Reklama

Maksym i Marcel czyli bracia, o których wkrótce usłyszy świat motosportu. Rodzina z miłością i pasją

12/05/2022 07:00

Maksym Burczenik ma 16 lat i na swoim koncie sukcesy w kartingu. Teraz już jako kierowcy wyścigowego w Seicento, jego wyczyny na torach można podziwiać w dwóch kategoriach Rallycross oraz WSMP (Wyścigowe Samochodowe Mistrzostwa Polski). W jego ślady idzie Marcel – 10-letni brat, który zamierza na gokarcie zostać mistrzem Europy.
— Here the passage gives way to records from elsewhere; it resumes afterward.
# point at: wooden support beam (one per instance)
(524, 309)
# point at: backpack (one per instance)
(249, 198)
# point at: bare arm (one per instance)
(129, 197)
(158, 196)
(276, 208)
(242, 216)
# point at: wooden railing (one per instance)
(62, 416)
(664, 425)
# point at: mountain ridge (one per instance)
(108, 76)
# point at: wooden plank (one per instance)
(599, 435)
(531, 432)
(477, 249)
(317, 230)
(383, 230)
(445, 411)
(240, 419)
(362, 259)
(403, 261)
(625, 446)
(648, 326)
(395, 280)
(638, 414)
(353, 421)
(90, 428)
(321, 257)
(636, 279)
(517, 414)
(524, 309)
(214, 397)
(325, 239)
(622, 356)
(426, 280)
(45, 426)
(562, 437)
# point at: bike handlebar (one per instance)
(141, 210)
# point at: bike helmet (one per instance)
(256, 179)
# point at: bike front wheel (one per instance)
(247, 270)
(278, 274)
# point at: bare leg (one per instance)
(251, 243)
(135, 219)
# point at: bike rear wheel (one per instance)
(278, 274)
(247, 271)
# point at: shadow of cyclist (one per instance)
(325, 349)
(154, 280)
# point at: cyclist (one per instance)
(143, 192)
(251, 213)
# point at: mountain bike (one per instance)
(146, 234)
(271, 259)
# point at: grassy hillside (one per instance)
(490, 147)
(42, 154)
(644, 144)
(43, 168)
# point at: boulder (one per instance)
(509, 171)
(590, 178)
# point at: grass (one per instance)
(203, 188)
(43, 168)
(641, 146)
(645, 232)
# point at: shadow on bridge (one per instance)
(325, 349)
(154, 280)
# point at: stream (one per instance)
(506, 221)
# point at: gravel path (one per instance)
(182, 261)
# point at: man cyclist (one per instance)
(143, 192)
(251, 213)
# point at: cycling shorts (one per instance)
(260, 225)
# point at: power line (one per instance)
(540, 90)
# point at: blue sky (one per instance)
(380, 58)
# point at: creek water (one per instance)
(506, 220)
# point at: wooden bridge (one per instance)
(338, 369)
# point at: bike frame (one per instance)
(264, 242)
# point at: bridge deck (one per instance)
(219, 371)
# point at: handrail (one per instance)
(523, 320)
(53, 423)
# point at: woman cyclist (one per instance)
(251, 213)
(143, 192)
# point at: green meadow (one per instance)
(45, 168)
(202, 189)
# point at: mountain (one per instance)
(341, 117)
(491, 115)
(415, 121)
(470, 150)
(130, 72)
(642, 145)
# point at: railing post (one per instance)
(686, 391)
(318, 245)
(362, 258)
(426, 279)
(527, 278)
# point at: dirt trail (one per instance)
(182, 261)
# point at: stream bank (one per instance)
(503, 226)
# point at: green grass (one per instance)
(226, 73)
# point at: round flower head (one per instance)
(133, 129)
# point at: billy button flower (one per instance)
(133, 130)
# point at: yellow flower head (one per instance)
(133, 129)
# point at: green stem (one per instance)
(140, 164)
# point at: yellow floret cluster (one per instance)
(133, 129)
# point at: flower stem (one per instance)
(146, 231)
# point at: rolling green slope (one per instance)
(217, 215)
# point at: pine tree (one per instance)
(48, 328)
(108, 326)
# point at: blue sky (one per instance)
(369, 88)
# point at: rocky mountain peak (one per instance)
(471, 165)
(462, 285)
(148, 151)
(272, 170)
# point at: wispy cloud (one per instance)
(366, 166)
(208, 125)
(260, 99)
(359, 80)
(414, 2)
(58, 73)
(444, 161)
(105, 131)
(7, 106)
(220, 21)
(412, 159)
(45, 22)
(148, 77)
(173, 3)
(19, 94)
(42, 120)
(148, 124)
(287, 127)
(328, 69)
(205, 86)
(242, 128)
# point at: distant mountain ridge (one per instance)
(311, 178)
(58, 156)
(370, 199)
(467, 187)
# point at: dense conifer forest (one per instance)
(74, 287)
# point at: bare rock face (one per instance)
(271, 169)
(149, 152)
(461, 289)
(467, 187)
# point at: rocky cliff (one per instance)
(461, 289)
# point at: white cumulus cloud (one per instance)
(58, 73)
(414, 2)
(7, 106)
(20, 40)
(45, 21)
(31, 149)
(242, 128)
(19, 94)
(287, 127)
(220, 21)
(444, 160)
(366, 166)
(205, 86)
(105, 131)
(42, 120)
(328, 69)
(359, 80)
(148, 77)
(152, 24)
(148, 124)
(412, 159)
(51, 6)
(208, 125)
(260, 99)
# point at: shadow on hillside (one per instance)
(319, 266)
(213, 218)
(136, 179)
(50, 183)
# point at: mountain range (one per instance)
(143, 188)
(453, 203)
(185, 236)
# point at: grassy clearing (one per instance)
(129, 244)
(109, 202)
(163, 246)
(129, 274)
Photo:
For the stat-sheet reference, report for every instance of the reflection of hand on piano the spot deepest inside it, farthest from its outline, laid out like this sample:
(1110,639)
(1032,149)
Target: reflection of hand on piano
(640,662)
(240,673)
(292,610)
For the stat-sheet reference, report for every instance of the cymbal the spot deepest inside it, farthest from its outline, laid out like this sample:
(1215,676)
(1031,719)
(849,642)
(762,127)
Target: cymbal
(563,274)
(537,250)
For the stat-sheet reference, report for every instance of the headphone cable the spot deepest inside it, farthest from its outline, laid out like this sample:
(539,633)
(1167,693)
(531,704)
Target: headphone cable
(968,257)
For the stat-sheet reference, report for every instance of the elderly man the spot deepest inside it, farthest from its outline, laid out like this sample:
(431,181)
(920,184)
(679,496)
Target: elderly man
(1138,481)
Przynajmniej!

Miłość do motosportu mają we krwi, a dokładnie rzecz ujmując w genach, bo bez świata samochodów życia nie wyobraża sobie ich tata Marcin. Swoją wielką miłość (oczywiście największą jest żona Sylwia i chłopaki, ale cztery kółka są tuż za nimi, na liście priorytetów), realizuje w pracy – ma warsztat blacharsko-lakierniczy, więc auta nie mają dla niego tajemnic, a ryk silników to dźwięk towarzyszący mu przez większą część doby.

Kartingowa rodzina

Synowie zarazili się pasją i dzisiaj cała rodzina podporządkowuje życie treningom, zawodom i… naprawom po każdym z wyścigów. Nawet mama Sylwia, delikatna, śliczna, drobna blondynka, zajmująca się kosmetologią, przeistacza się „po godzinach” w kierowcę, menadżera i koordynatora tych wszystkich męskich wyjazdów pełnych adrenaliny. Kartingowa rodzina – tak kiedyś nazwano rodzinę Burczeników z Łomianek i chyba lepszego określenia na tę czwórkę przesympatycznych ludzi nie wymyśli nigdy nikt.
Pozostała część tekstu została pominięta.